[IAEP] maths instruction

Kathy Pusztavari kathy at kathyandcalvin.com
Thu Apr 30 12:20:39 EDT 2009


Bloom's Taxonomy reminds me of committees that never get anything done in
the Life of Brian.

Direct Instruction reminds me of the people that get in there and get the
job done.

Here is the Direct Instruction guide:

http://www.zigsite.com/PDFs/rubric.pdf

-----Original Message-----
From: Maria Droujkova [mailto:droujkova at gmail.com] 
Sent: Thursday, April 30, 2009 7:48 AM
To: Kathy Pusztavari
Cc: iaep at lists.sugarlabs.org
Subject: Re: [IAEP] maths instruction

On Thu, Apr 30, 2009 at 10:34 AM, Kathy Pusztavari
<kathy at kathyandcalvin.com> wrote:
> I'm of the direct instruction camp.  If skills and concepts are not 
> build upon each other correctly, you will get kids that either learn a 
> concept wrong (then they have to unlearn it) or fail and then feel 
> like they are stupid.  Having a kid with autism, I've seen both.  
> Unfortunately, I've seen both with typical kids or even smart ones under
poor teaching practices.
> This is especially true for teaching reading - Project Follow Through 
> showed that direct instruction was by far the most effective in teaching
period.
>
> What I'm suggesting is taking effective practices and putting them in 
> a computer model.  Using short videos or whatever (flash like 
> animation) to teach concepts.

Strongly systematic approach is a good general principle for sciences and
math. In my mind, the strength of computers is in helping kids tinker,
construct, interact with microworlds and with each other, remix, tag, and
otherwise be active. Learning happens through doing.
Nobody learns anything deeply enough the first time they are exposed;
understanding keeps growing and growing through time, as learners are
ACTIVELY DOING something related to that concept.

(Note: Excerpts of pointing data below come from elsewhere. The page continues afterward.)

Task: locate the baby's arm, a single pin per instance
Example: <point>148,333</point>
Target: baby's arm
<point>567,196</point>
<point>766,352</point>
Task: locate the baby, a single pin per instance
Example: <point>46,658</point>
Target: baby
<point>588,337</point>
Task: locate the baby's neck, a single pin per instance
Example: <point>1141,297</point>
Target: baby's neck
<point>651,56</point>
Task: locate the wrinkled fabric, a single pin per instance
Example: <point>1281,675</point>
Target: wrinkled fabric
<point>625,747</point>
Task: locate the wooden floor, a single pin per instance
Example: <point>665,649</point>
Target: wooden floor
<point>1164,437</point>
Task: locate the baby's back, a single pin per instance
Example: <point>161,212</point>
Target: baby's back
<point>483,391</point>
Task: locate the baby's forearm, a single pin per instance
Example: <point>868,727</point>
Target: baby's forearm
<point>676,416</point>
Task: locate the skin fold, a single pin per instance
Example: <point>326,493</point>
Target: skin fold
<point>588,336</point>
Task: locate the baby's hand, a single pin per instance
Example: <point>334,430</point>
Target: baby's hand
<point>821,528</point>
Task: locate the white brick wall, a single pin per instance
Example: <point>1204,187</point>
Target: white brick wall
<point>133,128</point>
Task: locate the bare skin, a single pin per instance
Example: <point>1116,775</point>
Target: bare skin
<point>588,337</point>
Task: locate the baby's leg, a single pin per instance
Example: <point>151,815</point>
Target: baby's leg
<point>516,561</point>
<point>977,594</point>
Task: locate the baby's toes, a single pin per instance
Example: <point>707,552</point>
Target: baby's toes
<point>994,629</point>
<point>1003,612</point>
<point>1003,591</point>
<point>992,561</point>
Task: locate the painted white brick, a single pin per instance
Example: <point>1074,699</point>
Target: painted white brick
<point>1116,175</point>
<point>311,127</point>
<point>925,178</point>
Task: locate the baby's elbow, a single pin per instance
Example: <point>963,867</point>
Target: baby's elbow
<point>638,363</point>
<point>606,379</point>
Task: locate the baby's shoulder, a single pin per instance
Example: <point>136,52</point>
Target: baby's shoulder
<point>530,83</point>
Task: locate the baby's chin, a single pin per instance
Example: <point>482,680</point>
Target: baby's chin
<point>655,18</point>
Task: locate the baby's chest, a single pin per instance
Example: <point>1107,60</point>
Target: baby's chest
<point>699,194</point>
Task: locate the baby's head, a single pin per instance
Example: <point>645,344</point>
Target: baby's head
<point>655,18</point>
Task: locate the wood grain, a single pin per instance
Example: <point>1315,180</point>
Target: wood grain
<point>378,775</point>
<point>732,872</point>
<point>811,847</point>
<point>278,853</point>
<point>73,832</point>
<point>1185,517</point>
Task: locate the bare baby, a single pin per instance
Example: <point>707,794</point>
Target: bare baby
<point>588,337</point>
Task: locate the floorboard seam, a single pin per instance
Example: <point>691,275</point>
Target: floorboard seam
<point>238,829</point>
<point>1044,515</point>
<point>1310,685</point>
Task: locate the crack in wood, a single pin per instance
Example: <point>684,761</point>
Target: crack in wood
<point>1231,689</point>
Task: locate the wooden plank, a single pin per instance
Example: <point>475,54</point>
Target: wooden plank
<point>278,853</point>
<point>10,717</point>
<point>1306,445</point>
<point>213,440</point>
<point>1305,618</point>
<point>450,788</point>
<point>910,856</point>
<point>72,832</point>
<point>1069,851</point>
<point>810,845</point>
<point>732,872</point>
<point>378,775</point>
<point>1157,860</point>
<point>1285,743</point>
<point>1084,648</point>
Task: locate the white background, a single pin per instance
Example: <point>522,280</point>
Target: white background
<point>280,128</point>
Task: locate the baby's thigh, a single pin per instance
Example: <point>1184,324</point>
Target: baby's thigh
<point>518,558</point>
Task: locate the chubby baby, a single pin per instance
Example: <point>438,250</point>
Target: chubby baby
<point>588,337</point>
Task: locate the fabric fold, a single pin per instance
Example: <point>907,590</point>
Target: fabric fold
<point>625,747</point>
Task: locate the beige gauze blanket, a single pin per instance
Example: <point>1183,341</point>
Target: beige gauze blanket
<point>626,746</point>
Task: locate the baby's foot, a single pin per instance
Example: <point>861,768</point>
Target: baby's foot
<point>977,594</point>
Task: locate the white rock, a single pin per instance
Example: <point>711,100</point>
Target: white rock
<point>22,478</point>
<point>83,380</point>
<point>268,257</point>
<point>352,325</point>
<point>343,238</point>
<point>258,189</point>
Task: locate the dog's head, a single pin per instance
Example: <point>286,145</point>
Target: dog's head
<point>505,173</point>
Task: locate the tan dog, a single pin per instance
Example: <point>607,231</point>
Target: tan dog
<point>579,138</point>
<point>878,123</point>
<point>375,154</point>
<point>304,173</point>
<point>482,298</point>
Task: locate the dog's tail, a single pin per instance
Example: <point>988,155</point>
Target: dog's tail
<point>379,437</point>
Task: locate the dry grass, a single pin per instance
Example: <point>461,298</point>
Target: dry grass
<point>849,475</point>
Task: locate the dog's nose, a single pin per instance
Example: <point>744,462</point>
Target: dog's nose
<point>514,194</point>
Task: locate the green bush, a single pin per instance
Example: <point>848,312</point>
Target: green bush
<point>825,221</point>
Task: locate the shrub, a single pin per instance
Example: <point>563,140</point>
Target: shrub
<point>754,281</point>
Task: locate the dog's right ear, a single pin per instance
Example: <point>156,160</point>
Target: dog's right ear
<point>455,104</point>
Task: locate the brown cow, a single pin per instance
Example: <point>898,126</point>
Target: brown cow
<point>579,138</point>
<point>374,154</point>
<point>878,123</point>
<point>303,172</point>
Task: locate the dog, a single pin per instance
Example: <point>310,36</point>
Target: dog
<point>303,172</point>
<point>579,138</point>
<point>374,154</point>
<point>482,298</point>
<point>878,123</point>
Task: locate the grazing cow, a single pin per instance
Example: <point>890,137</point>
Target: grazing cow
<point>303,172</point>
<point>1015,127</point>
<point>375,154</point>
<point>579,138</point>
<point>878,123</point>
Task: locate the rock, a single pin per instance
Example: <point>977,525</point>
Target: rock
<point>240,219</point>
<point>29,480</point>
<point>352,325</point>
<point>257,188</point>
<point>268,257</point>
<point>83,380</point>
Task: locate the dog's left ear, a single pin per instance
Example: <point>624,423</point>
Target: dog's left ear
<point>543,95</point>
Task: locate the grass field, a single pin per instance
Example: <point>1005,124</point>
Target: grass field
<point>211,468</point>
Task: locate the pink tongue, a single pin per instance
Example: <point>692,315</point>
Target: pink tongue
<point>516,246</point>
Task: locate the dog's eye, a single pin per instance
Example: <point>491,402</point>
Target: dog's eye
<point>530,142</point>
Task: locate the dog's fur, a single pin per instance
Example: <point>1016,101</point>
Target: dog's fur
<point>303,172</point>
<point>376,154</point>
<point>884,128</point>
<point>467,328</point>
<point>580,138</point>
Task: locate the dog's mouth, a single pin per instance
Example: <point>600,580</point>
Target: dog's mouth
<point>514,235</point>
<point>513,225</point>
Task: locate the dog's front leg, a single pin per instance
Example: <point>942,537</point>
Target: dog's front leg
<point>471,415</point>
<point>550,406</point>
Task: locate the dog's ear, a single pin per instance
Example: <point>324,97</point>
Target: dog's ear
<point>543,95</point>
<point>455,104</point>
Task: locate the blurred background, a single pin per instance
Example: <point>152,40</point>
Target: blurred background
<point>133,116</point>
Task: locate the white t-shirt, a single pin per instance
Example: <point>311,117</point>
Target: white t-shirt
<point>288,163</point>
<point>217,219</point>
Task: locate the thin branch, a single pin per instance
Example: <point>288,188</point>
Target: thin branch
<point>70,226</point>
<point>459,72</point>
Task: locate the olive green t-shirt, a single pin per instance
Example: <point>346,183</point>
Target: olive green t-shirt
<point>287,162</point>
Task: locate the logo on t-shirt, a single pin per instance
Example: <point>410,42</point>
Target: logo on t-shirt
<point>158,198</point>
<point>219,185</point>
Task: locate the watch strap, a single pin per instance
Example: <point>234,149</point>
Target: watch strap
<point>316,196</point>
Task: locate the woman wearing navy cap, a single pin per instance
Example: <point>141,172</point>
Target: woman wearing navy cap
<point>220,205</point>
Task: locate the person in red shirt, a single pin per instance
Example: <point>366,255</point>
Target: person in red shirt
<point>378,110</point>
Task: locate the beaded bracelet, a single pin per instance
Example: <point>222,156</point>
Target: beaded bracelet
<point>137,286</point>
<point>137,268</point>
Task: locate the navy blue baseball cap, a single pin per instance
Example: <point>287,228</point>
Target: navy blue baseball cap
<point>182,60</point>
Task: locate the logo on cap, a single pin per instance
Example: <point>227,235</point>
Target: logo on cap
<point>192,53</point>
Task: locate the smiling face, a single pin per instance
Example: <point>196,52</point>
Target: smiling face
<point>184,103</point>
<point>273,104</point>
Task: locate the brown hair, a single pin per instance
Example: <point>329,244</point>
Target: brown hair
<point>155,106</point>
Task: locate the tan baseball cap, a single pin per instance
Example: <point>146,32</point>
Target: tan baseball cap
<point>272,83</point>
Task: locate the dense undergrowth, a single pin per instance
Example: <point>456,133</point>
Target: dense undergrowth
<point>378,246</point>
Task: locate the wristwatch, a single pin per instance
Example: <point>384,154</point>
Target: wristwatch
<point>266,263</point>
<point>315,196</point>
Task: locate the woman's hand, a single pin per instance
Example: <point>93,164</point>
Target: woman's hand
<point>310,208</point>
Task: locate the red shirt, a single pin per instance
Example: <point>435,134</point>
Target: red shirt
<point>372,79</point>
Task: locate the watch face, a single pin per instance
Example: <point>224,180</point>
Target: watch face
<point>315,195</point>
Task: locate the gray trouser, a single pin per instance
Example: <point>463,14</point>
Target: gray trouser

In math in particular, you need to have a very healthy balance of all levels
of learning activities (see Bloom's Digital Taxonomy
http://edorigami.wikispaces.com/Bloom%27s+Digital+Taxonomy), which computers
definitely can support. Good math learning software should combine three
things: the ability to create your own mathematical objects in scaffolded
environments (with videos or animations that can be a part of scaffolding);
the ability to share these objects with other learners in your local
community of practice; and tools for connecting these "example spaces" or
"lesson environments" with mathematics at large, including other topics and
past traditions of doing math and other local communities - that is, with
larger communities of mathematical practices.



--
Cheers,
MariaD

Make math your own, to make your own math.